As someone who works for Government and Enterprise - all I care about sometimes is how a company behaves when everything goes wrong.
The issue with outages for the Government organizations I have dealt with is rarely the outage itself - but strong communication about what is occurring and realistic approximate ETAs, or options around mitigation.
Being able to tell the Directors/Senior managers that issues have been "escalated" and providing regular updates are critical.
If all I could say was a "support ticket" was logged, and we are waiting on a reply (hours later) - I guarantee the conversation after the outage is going to be about moving to another solution provider with strong SLAs.
Very similar thing at our office. Considering the scale of which we run things, any outage could be a potential loss of millions _every minute_.
Sure, we use support tickets with vendors for small things. Console button bugging out, etc. But for large incidents, every vendor has a representative within an hour driving distance and will be called into a room with our engineers to fix the problem. This kind of outage, with zero communication, means the dropping of a contract.

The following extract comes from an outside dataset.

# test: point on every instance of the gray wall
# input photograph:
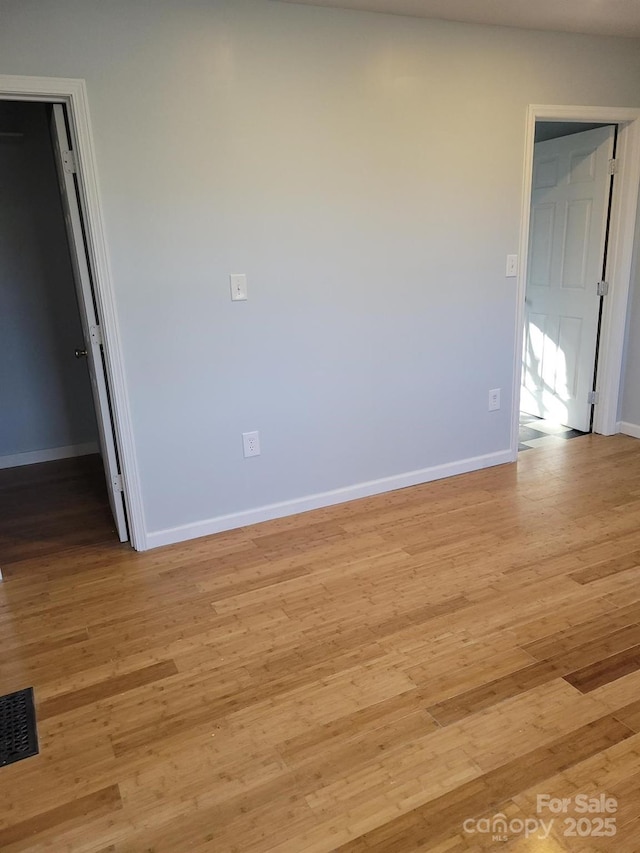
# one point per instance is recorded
(365, 171)
(45, 397)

Communication is critical for trust, especially if we're running a business off it.
Going single cloud on that scale is simply irresponsible though.
You need failovers to different providers and hopefully also have your hardware for general workloads
And suddenly the CEO doesn't care anymore if one of your potential failovers is behaving flaky in specific circumstances
Not saying it's good as it is.. communication as a saas provider is - as you said- one is the most important things... But this specific issue was not as bad as some people insinuate in this thread
You are incorrect about aws. If your pay for business support, and something is happening to your production environment, they are on a call with you in less than an hour.
The issue with outages for the Government organizations I have dealt with is rarely the outage itself - but strong communication about what is occurring and realistic approximate ETAs, or options around mitigation.
Being able to tell the Directors/Senior managers that issues have been "escalated" and providing regular updates are critical.
If all I could say was a "support ticket" was logged, and we are waiting on a reply (hours later) - I guarantee the conversation after the outage is going to be about moving to another solution provider with strong SLAs.